Saturno e suas sucessivas mortes
Ontem, ainda de manhãzinha
Enterrei o artista
Que sempre quisera ser.
Não foi de repente
Sua morte
Ele já vinha cansando fácil
Pouco suportava as dores
De suas quedas.
Digo, não morreu forte
Entende?
Não como o aventureiro
Que nunca fui.
Este criei como filho
Alimentei regularmente
Com todo amor que em mim havia.
Mas também perdera a vida
De forma brutal
Quando olhei-me no espelho
E aceitei que o tempo passou e
Eu não tinha a coragem
Suficiente. Aí ele morreu.
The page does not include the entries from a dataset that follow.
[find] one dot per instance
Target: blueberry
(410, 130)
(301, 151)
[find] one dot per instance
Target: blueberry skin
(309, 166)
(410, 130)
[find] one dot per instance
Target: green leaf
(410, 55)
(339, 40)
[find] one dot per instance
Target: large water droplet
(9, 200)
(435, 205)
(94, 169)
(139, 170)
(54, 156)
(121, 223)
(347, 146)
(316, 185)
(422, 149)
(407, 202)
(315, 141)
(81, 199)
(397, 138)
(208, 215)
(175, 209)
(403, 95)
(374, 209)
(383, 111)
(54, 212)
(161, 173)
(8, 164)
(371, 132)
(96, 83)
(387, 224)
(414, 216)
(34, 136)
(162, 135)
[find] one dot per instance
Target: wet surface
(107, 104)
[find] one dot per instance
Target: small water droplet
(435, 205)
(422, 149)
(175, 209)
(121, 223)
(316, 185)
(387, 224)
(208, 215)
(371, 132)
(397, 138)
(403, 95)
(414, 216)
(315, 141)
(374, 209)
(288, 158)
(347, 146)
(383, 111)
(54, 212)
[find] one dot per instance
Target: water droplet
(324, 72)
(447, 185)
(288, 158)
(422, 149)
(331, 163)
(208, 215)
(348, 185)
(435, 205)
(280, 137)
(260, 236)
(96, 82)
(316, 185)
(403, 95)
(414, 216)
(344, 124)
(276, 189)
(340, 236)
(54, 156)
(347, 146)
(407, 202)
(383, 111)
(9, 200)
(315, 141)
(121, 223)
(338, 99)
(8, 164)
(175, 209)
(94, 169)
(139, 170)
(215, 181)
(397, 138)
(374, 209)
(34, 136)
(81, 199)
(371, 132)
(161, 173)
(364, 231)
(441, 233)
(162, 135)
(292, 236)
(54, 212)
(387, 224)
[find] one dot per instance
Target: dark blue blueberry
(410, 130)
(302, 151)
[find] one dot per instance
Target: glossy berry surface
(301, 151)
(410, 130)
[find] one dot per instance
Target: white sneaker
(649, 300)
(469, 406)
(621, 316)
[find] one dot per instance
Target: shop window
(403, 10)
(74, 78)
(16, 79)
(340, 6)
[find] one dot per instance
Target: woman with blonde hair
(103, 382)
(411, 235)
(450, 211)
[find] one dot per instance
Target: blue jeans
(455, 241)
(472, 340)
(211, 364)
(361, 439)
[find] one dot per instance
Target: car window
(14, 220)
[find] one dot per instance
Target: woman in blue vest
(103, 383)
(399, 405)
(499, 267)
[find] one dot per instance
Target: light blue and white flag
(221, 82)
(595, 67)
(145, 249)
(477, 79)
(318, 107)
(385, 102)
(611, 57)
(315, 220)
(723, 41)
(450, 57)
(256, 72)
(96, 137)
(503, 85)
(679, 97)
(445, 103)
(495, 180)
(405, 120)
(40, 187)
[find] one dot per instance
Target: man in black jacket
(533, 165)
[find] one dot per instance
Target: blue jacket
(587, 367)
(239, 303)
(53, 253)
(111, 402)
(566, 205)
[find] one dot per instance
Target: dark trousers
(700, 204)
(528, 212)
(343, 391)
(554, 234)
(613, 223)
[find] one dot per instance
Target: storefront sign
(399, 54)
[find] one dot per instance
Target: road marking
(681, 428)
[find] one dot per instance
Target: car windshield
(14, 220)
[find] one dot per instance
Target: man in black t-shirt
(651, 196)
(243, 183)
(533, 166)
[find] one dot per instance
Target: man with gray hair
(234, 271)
Tadinho.
Lembro, com muito afeto
De um dia ter encontrado
Bem no fundo de mim mesmo
Um pequeno esportista.
Deste cuidei por um tempo.
Até que o abandonei largando
Sua mão
Enquanto andávamos pelo mundo
E, enquanto ouvíamos
Não de uma
Mas de várias pessoas
Que não tínhamos talento.
O coitado chorou, chorou, chorou...
Mas o deixei.
Nesta manhã, logo ao levantar da cama
Notei que meu corpo
Estava de pé
Porém nela
Ficara deitado
Alguém que carreguei desde minha infância.
Ele não morreu esta noite
Não, não...
Ele já vinha dando sinais
De seus últimos dias.
Lembro-me de sua última grande febre
Após sua última grande
Chance de ser.
Ficou tristinho, dias e dias
Jogado ao chão.
Perguntava-me o porquê
Não havia lhe dado uma chance.
Nunca o respondi.
Pois lhe queria por perto para
Olhar e orgulhar-me
Só por um momento
De tudo que me tornaria.
Hoje temo dormir
Sinto que, nos próximos dias
Nas próximas semanas
Ou quem sabe meses
— Não importa o tempo
Outros também partirão.
Este, ao que parece
É meu legado.
Uma vida bela, e de sucessivas mortes.